Leslie Ungerleider

Leslie Ungerleider
Born 1946[1]
Alma mater B.A., Binghamton University, Ph.D. in experimental psychology, New York University, postdoctoral fellowship with Karl Pribram, Stanford University
Occupation experimental psychologist and neuroscientist
Employer Chief of the Laboratory of Brain and Cognition, National Institute of Mental Health
Organization National Academy of Sciences, American Academy of Arts and Sciences, Institute of Medicine of the National Academy of Sciences, Society of Experimental Psychologists
Known for Introducing the concepts of the dorsal and ventral streams
Awards Women in Neuroscience Lifetime Achievement Award, 2001; NIH Distinguished Investigator, 2008, William James Fellow Award, Association for Psychological Science, 2009, University of Louisville Grawemeyer Award for Psychology, 2012

Leslie G. Ungerleider (born 1946) is an experimental psychologist and neuroscientist, currently Chief of the Laboratory of Brain and Cognition at the National Institute of Mental Health. Ungerleider is known for introducing the concepts of the dorsal (where) and ventral (what) streams, two pathways of information processing in the brain that specialize in visuospatial processing and object recognition, respectively.

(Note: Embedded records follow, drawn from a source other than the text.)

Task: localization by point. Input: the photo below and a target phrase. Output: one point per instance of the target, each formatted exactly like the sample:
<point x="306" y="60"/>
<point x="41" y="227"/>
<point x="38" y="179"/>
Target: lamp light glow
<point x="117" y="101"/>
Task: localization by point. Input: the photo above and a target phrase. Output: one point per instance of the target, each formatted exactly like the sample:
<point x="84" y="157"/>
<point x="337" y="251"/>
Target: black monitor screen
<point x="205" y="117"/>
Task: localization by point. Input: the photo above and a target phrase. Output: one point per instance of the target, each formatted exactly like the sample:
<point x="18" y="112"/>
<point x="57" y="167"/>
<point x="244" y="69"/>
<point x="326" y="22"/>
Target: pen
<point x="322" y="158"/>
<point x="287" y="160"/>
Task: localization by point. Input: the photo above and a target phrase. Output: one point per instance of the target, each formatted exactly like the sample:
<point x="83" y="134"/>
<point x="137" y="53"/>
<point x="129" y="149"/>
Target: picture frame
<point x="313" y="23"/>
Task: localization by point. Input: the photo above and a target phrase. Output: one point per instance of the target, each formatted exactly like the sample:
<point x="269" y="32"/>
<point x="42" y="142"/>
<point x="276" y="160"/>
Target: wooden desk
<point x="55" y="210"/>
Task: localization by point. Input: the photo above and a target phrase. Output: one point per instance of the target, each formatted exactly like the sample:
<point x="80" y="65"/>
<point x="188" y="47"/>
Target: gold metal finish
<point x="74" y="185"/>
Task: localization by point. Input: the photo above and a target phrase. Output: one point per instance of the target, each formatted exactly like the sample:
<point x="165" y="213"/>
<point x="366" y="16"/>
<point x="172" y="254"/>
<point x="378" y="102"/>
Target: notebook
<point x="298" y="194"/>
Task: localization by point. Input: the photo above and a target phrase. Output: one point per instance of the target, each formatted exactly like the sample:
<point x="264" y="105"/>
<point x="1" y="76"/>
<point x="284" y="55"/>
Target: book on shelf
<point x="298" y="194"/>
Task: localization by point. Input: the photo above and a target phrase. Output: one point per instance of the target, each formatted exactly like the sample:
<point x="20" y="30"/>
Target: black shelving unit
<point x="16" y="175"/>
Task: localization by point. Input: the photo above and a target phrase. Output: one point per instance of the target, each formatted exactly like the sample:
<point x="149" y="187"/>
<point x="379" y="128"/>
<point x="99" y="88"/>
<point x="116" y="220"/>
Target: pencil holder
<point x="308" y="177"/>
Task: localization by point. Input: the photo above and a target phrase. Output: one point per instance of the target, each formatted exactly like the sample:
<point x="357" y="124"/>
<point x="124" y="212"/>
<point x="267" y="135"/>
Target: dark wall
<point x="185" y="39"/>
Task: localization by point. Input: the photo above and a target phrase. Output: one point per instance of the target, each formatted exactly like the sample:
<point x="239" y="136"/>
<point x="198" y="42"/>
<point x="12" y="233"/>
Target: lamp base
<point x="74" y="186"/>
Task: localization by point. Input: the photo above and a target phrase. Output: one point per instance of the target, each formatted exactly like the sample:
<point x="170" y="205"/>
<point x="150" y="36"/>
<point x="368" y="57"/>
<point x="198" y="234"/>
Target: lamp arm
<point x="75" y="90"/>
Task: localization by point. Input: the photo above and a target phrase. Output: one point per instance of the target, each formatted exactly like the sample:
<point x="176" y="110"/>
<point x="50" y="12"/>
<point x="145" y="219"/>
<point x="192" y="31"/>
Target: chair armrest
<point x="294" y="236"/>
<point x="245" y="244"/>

Ungerleider received a B.A. from Binghamton University and a Ph.D. in experimental psychology from New York University, and she completed a postdoctoral fellowship with Karl Pribram at Stanford University, where she began her work on higher-order perceptual mechanisms in the cortex of primates. In 1975 she moved to the National Institute of Mental Health, where she has remained since, initially joining Mortimer Mishkin in the Laboratory of Neuropsychology and establishing her own laboratory in 1995. In 2001, she was the recipient of the Women in Neuroscience Lifetime Achievement Award and in 2008 she became an NIH Distinguished Investigator.[2][3] L. Ungerleider and M. Mishkin won the 2012 University of Louisville Grawemeyer Award for Psychology.[4]

Ungerleider has been elected to the National Academy of Sciences (2000), the American Academy of Arts and Sciences (2000) the Institute of Medicine of the National Academy of Sciences (2001), and the Society of Experimental Psychologists. In 2009 she received the William James Fellow Award by the Association for Psychological Science in recognition of how her research 'advanced our understanding of brain function and its relevance to public health' and also for her mentorship of young researchers as an outstanding lecturer.[5]